He had been an assistant city solicitor for Baltimore in the mid-1950s and was a state banking commissioner from 1963 to 1967.

He practiced law for years in the Fidelity Building with Casmir M. Zacharski Jr., and later joined the firm of Venable, Baetjer, Howard and Civiletti, from which he retired in 1995.

Active in politics, Mr. O'Conor had served as state Democratic chairman during the presidential campaigns of John F. Kennedy and Lyndon B. Johnson.

Appointed by the latter to the U.S. delegation to the United Nations in the mid-1960s, Mr. O'Conor became interested in world hunger. He later served for many years as director of the Maryland Committee for UNICEF and had been a member of the board of its U.S. committee.

He also wrote widely on world hunger, poverty and related politics.

"Millions of people die annually from sickness, and the World Health Organization attributes 80 percent of those deaths to inadequate water or sanitation. In the underprivileged world, half of the deaths occur to children under 5 years old," Mr. O'Conor wrote in a 1983 article in The Sun.

Mr. O'Conor was also active with Catholic Charities and Catholic Relief Services.

"He'd work 60- to 70-hour weeks on all of the things that he was involved with. He did not have an ego and never wanted the spotlight. He was a person who liked listening to others," said son Herbert R. O'Conor III, a lawyer and Towson resident.

"He was always trying to help others or someone he found on the street, and these were relationships that continued for years," said Mr. Zacharski, his former law partner. "He'd respond to the needs of people he simply met by chance. His charitable and humanitarian projects dominated his life both professional and otherwise, and he did all he could to further those goals."

"He was a gentle man and extremely gracious. I was always impressed with him. He always wanted to make life better for those who didn't have the advantages he had," said Maryland Attorney General J. Joseph Curran Jr.

In 1944, Mr. O'Conor married Ella Galvin, and for many years they lived in Homeland before moving to the retirement community in 2001.
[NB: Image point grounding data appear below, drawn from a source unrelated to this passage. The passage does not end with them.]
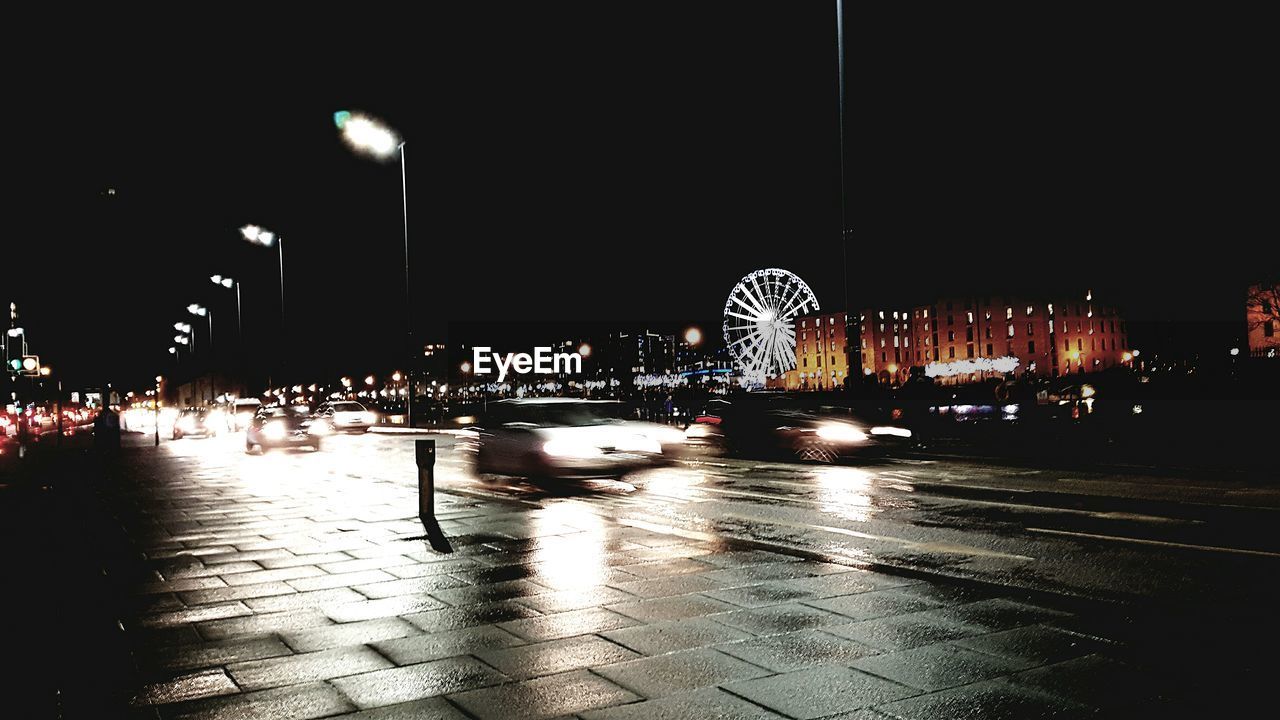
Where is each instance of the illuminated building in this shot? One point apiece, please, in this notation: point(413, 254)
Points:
point(972, 338)
point(822, 360)
point(961, 340)
point(1262, 318)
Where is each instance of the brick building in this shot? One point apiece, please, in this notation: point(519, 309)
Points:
point(1262, 318)
point(822, 356)
point(972, 338)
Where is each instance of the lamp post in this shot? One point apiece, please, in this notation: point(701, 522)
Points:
point(370, 137)
point(228, 283)
point(260, 236)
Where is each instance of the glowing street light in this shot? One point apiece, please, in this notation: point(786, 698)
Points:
point(261, 236)
point(368, 136)
point(196, 309)
point(228, 283)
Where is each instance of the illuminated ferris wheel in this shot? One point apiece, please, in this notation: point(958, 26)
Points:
point(759, 327)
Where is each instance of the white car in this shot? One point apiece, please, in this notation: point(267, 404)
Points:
point(347, 415)
point(567, 437)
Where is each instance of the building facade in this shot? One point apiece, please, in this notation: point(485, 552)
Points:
point(970, 338)
point(1262, 320)
point(822, 354)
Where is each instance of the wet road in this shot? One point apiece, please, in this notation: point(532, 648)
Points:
point(1097, 536)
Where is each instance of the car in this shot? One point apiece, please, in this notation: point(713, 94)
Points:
point(782, 425)
point(560, 437)
point(284, 427)
point(196, 422)
point(347, 415)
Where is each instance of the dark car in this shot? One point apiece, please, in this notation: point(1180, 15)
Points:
point(782, 425)
point(283, 427)
point(195, 422)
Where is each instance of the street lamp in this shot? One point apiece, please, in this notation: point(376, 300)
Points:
point(195, 309)
point(228, 283)
point(260, 236)
point(370, 137)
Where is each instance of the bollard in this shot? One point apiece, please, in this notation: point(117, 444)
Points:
point(425, 454)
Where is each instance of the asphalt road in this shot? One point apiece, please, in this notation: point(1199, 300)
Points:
point(1096, 536)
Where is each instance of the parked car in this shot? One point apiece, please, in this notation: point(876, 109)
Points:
point(563, 437)
point(196, 422)
point(284, 427)
point(347, 415)
point(775, 424)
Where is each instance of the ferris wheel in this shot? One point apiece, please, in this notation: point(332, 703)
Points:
point(759, 327)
He was a daily communicant of the Roman Catholic Cathedral of Mary Our Queen, 5200 N. Charles St., where a Mass of Christian burial will be offered at 10 a.m. tomorrow.

In addition to his wife, son and brother, Mr. O'Conor is survived by three daughters, Mercedes O'C. Cathey of Fullerton, Lisa O'C. Banknell of Rodgers Forge and Mary Galvin O'C. Wilson of Baltimore; another brother, Eugene F. O'Conor of Towson; a sister, Patricia O'C. Farley of Baltimore; and eight grandchildren.